Mike and Phani's Essential C++ Techniques 195
Mike and Phani's Essential C++ Techniques | |
author | Michael Hyman and Phani Vaddadi |
pages | 239 |
publisher | APress |
rating | 2/10 |
reviewer | Chris Thompson |
ISBN | 1893115046 |
summary | This book is useless to any other than the beginning Visual C++ 6.0 students. |
The major problem
This book has one killer problem: It is not aimed at C++ programmers. Let me be more specific here; it is not aimed at ANSI C++ programmers. Instead, it is aimed at Microsoft Visual C++ 6.0 programmers.Is this a big deal? Yes. The cover of the book is rife with mentions of C++. It even mentions ANSI C++. There is one, and only one, reference to Visual C++ on the cover of the book. Even inside, the index lists only three references to Visual Studio, none to Visual C++. With quotes such as 'Hundreds of tips and techniques for advanced C++ programmers' on the cover, I was very surprised to realise this book is for Visual C++ 6.0 users only. At best, the cover of this book is misleading.

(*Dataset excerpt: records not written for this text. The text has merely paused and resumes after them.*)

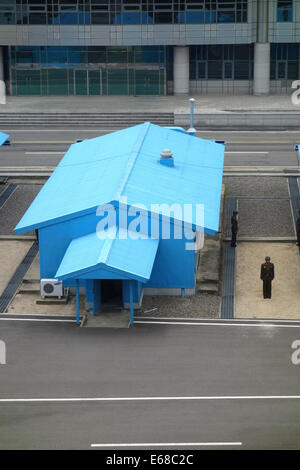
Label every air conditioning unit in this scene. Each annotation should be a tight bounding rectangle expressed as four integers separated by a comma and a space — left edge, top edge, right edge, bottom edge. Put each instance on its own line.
40, 279, 64, 298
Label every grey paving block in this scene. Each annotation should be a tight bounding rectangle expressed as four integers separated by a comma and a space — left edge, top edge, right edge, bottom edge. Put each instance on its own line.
223, 176, 289, 197
238, 199, 295, 237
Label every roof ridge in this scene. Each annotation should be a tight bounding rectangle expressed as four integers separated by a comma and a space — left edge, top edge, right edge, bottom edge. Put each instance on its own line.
115, 122, 151, 201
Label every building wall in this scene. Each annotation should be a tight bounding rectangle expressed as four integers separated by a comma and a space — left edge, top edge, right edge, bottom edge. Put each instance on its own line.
0, 0, 300, 95
39, 205, 196, 301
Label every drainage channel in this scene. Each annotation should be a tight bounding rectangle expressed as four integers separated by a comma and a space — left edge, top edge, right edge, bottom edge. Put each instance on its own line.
0, 183, 18, 208
221, 197, 237, 318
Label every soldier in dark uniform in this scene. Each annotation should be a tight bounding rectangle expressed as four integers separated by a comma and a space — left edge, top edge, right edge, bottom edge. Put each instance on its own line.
296, 209, 300, 246
231, 211, 239, 247
260, 256, 274, 299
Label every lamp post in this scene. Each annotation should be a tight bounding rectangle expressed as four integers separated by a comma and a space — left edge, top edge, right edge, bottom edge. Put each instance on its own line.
187, 98, 196, 135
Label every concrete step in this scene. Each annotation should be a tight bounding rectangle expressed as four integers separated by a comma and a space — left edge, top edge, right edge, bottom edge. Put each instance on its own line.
35, 297, 69, 305
18, 279, 40, 295
81, 308, 130, 328
197, 282, 219, 295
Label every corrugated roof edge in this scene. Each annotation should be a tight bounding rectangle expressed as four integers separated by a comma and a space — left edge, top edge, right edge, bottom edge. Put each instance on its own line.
14, 122, 151, 234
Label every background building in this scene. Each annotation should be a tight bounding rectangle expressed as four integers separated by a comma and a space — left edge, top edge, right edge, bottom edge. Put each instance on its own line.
0, 0, 300, 95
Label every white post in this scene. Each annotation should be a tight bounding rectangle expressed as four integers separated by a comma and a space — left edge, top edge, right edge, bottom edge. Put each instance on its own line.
173, 46, 190, 95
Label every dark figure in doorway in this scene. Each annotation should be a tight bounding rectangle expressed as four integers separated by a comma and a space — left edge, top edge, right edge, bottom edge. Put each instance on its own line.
260, 256, 274, 299
231, 211, 239, 247
296, 209, 300, 246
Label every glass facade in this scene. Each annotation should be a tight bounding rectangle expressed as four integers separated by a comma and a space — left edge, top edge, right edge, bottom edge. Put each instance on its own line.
277, 0, 293, 23
9, 46, 166, 95
0, 0, 248, 25
271, 43, 299, 80
190, 44, 253, 80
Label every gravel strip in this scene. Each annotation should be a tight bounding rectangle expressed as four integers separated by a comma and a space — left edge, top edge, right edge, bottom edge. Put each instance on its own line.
238, 199, 295, 237
223, 176, 289, 197
0, 185, 42, 235
134, 294, 221, 318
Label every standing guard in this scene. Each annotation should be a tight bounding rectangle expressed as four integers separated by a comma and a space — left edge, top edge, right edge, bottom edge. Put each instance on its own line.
260, 256, 275, 299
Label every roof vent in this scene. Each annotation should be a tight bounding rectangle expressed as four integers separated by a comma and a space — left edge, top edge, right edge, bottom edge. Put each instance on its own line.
160, 149, 174, 166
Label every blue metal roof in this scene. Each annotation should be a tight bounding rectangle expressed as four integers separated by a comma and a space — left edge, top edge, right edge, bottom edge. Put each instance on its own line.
15, 123, 224, 233
0, 132, 9, 146
55, 231, 159, 282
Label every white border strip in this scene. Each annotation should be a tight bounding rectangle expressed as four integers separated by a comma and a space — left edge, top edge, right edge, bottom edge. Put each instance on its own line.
0, 395, 300, 404
0, 317, 76, 323
134, 320, 300, 328
91, 442, 243, 448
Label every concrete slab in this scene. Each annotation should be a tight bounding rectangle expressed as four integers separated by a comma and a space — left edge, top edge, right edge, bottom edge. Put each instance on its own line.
0, 93, 300, 114
82, 310, 130, 328
0, 240, 32, 294
6, 293, 85, 316
235, 243, 300, 319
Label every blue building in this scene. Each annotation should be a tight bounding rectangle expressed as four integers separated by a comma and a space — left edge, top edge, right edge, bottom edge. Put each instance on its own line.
15, 123, 224, 324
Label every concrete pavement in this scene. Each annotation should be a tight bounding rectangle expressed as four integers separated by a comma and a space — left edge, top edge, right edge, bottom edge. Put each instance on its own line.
0, 321, 300, 449
0, 94, 300, 114
0, 129, 299, 167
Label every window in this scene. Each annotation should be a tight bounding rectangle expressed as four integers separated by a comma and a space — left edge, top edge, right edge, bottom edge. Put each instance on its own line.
190, 44, 253, 80
0, 0, 250, 25
277, 0, 293, 23
271, 43, 299, 80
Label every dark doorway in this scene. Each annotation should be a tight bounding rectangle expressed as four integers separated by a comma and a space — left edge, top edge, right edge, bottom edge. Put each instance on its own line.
101, 279, 123, 307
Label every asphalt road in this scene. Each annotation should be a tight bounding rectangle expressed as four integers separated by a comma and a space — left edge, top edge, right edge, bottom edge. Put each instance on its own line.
0, 129, 300, 167
0, 321, 300, 449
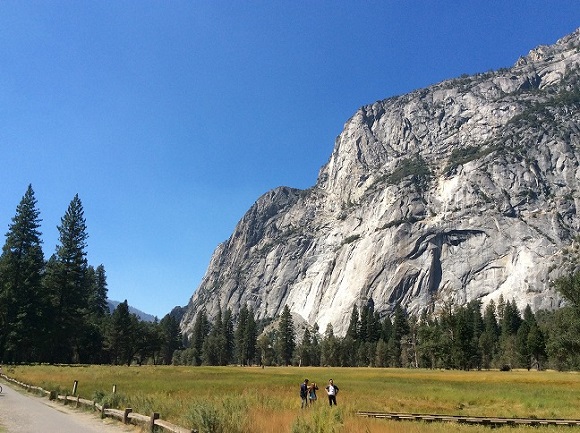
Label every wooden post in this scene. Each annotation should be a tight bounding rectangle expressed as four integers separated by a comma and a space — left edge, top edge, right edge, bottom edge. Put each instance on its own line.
123, 407, 133, 424
149, 412, 159, 433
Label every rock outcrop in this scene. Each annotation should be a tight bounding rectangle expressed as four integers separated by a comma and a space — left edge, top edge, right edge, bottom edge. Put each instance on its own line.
181, 29, 580, 335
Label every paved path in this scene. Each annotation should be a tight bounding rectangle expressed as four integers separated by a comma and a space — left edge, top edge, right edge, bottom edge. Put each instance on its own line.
0, 381, 137, 433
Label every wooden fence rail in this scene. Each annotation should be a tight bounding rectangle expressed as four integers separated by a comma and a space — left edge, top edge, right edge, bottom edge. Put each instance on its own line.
0, 374, 197, 433
357, 412, 580, 427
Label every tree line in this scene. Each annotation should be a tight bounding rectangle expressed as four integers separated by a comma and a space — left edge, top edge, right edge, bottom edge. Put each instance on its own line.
0, 186, 580, 370
0, 185, 182, 364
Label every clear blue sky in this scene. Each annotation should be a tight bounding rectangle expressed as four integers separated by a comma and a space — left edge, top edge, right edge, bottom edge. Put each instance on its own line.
0, 0, 580, 318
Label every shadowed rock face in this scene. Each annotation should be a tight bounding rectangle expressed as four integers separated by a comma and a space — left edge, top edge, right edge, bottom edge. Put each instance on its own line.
181, 31, 580, 335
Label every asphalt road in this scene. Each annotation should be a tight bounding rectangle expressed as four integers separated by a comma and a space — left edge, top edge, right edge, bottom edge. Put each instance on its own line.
0, 381, 137, 433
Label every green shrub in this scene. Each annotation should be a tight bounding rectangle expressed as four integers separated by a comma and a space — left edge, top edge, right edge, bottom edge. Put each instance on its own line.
185, 398, 248, 433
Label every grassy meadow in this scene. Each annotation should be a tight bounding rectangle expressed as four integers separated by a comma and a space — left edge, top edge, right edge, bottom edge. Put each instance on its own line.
4, 366, 580, 433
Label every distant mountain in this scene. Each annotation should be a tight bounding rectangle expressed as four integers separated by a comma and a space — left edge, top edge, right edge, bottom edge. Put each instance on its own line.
107, 299, 155, 322
181, 30, 580, 335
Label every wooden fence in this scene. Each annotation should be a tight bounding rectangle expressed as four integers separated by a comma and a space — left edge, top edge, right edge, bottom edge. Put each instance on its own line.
357, 412, 580, 427
0, 374, 197, 433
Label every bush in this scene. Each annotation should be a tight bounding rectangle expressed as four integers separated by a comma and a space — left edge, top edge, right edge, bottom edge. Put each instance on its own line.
185, 398, 248, 433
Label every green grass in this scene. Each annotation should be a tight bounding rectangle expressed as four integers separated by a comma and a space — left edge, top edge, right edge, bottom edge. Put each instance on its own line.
6, 366, 580, 433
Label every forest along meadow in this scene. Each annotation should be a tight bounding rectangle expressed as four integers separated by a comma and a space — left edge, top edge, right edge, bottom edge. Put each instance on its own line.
0, 186, 580, 433
4, 365, 580, 433
0, 185, 580, 371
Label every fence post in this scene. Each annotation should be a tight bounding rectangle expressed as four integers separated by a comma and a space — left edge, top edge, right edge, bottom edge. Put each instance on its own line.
123, 407, 133, 424
149, 412, 159, 433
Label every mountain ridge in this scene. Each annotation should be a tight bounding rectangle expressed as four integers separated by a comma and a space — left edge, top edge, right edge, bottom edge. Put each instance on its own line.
181, 29, 580, 334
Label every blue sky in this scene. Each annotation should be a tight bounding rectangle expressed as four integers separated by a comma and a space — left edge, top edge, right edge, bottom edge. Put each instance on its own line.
0, 0, 580, 318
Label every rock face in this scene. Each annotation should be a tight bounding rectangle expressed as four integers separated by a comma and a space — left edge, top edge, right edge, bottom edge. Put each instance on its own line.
181, 29, 580, 335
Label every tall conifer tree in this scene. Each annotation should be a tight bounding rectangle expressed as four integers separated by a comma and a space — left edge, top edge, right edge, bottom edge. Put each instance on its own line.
46, 194, 90, 362
0, 185, 48, 362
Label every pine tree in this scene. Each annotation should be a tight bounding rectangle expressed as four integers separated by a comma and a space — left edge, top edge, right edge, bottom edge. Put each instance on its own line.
45, 194, 90, 363
88, 264, 109, 317
0, 185, 49, 362
158, 314, 183, 365
320, 323, 340, 367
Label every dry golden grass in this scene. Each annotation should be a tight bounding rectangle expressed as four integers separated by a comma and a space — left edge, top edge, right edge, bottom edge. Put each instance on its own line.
5, 366, 580, 433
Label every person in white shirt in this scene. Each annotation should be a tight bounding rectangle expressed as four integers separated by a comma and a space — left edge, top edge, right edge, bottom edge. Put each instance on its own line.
325, 379, 338, 406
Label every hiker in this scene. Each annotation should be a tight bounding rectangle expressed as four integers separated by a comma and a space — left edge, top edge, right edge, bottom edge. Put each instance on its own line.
308, 382, 318, 405
300, 379, 308, 409
324, 379, 338, 406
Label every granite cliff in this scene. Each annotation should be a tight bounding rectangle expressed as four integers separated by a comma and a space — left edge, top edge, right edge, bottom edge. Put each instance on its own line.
181, 29, 580, 335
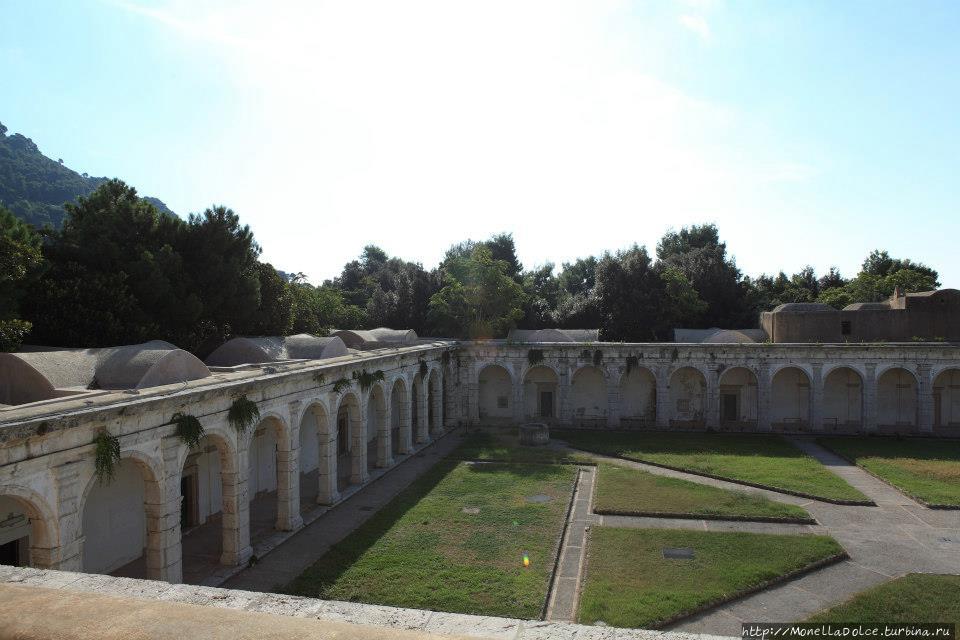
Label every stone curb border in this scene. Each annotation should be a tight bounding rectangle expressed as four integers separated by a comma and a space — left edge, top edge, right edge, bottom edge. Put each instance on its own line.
650, 551, 850, 629
540, 468, 583, 620
814, 438, 960, 511
0, 566, 722, 640
578, 449, 877, 508
593, 509, 820, 525
203, 427, 460, 587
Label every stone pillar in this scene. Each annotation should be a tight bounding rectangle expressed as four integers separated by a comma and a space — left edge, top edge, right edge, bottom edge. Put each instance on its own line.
653, 367, 673, 429
705, 364, 720, 429
607, 371, 620, 429
861, 362, 877, 433
144, 437, 185, 583
350, 399, 370, 485
397, 388, 413, 455
917, 363, 933, 433
757, 362, 773, 431
557, 363, 573, 424
48, 462, 84, 571
277, 400, 303, 531
411, 373, 430, 444
807, 362, 824, 432
317, 404, 340, 505
377, 402, 393, 469
220, 434, 253, 566
510, 367, 527, 424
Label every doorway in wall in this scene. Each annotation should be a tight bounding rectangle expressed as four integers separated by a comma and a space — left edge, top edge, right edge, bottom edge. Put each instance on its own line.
720, 393, 740, 422
540, 391, 553, 418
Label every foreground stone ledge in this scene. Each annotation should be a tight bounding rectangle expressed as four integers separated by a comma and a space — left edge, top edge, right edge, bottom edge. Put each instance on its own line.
0, 566, 732, 640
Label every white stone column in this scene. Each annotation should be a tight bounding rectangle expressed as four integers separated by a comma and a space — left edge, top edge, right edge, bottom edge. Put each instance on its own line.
510, 365, 527, 424
49, 461, 84, 571
757, 362, 773, 431
410, 373, 430, 444
704, 364, 720, 429
220, 435, 253, 566
144, 436, 185, 583
317, 404, 340, 505
861, 363, 877, 433
653, 367, 674, 429
556, 362, 573, 425
607, 367, 620, 429
377, 402, 393, 469
807, 362, 824, 432
917, 363, 933, 433
350, 398, 370, 485
276, 400, 303, 531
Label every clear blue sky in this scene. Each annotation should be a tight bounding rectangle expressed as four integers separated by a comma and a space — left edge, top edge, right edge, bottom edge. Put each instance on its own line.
0, 0, 960, 287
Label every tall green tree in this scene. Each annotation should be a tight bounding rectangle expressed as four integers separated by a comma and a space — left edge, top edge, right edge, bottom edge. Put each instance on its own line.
430, 244, 525, 338
0, 206, 42, 351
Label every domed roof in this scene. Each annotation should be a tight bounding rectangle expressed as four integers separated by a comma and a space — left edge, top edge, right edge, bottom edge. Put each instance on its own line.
773, 302, 840, 313
206, 333, 347, 367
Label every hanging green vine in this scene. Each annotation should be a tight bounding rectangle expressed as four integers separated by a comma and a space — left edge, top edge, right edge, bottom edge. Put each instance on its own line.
170, 411, 203, 449
93, 431, 120, 484
353, 369, 383, 391
333, 378, 352, 393
227, 396, 260, 433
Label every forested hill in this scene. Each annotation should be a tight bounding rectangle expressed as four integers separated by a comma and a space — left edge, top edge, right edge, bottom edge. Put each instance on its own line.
0, 123, 175, 228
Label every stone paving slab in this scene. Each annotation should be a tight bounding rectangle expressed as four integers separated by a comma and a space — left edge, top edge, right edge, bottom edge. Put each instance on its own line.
220, 430, 463, 591
0, 566, 728, 640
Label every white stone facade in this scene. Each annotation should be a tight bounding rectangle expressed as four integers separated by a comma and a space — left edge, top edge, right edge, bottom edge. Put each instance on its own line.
0, 342, 960, 582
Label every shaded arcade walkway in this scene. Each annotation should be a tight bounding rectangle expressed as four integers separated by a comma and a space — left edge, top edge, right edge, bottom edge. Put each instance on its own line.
223, 430, 463, 591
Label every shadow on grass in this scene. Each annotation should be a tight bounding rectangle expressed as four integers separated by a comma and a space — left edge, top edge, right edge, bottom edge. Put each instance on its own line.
278, 460, 461, 597
552, 429, 809, 459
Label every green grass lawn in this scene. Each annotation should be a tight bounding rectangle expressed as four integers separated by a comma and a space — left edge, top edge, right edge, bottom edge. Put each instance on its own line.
809, 573, 960, 628
449, 427, 592, 464
578, 527, 843, 627
593, 464, 813, 522
817, 437, 960, 506
552, 429, 867, 501
286, 460, 577, 618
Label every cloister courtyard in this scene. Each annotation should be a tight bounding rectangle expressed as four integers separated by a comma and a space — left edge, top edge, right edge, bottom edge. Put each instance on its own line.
169, 426, 960, 635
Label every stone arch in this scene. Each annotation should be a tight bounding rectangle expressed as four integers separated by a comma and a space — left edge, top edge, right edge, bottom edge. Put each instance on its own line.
933, 369, 960, 430
570, 365, 609, 427
298, 400, 336, 513
477, 362, 515, 423
410, 371, 430, 444
80, 451, 163, 580
390, 376, 413, 454
770, 366, 811, 431
523, 364, 560, 422
0, 485, 61, 569
247, 412, 300, 540
336, 391, 369, 491
717, 367, 760, 428
366, 382, 393, 469
877, 366, 919, 433
823, 366, 863, 431
427, 367, 443, 437
180, 427, 252, 568
668, 366, 707, 427
620, 366, 657, 427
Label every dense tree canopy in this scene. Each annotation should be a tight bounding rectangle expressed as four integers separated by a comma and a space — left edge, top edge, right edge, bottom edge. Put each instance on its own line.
0, 174, 939, 356
0, 124, 173, 229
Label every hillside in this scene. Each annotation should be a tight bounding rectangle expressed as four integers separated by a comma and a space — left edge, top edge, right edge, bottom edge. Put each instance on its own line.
0, 123, 175, 228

The rest of this review (and the book's rating) assumes you are still interested in the book. You therefore use only Visual C++ 6.0 and have no plans to upgrade.
Other problems
For a book apparently aimed at intermediate and advanced programmers, this book contains a lot of tips that any experienced beginner should already know. Techniques such as ensuring you never return a pointer to an automatic variable really have no place in a book with the stated audience. Really, this book would be more suited to programmers who were still learning C++.
Except there are a number of other issues that make this book poorly suited to people learning C++. Instead of using standard C++ strings, this book chooses NULL-terminated C strings. Files are not included the C++ way (cstdio instead of stdio.h, iostream instead of iostream.h). The STL is not mentioned at all, with dynamic arrays having their own chapter rather than a simple mention of vectors and with an entire chapter devoted to code for sorting instead of showing the programmer how to use the STL sorting algorithms. The smart pointers? Either use the built-in autoptr or use boost.org's vastly superior implementation.
Some good stuff
This book is not completely without redeeming qualities. Many of these techniques are good and useful. If you are a new Visual C++ 6.0 programmer and you are learning from a substandard text, you may find this book covers some of the shortfalls of your other textbook. Similarly, if you are taking a class in C++ and your instructor is particularly lousy, this book could help you out.
Summary
Mike and Phani's Essential C++ Techniques is useless to any other than the beginning Visual C++ 6.0 student. It ignores ANSI C++ to focus instead on Microsoft's implementation. It contains a number of stylistic problems, relying far too heavily on C instead of the facilities provided by C++. And finally, it only covers techniques any reasonably experienced C++ programmer should already know.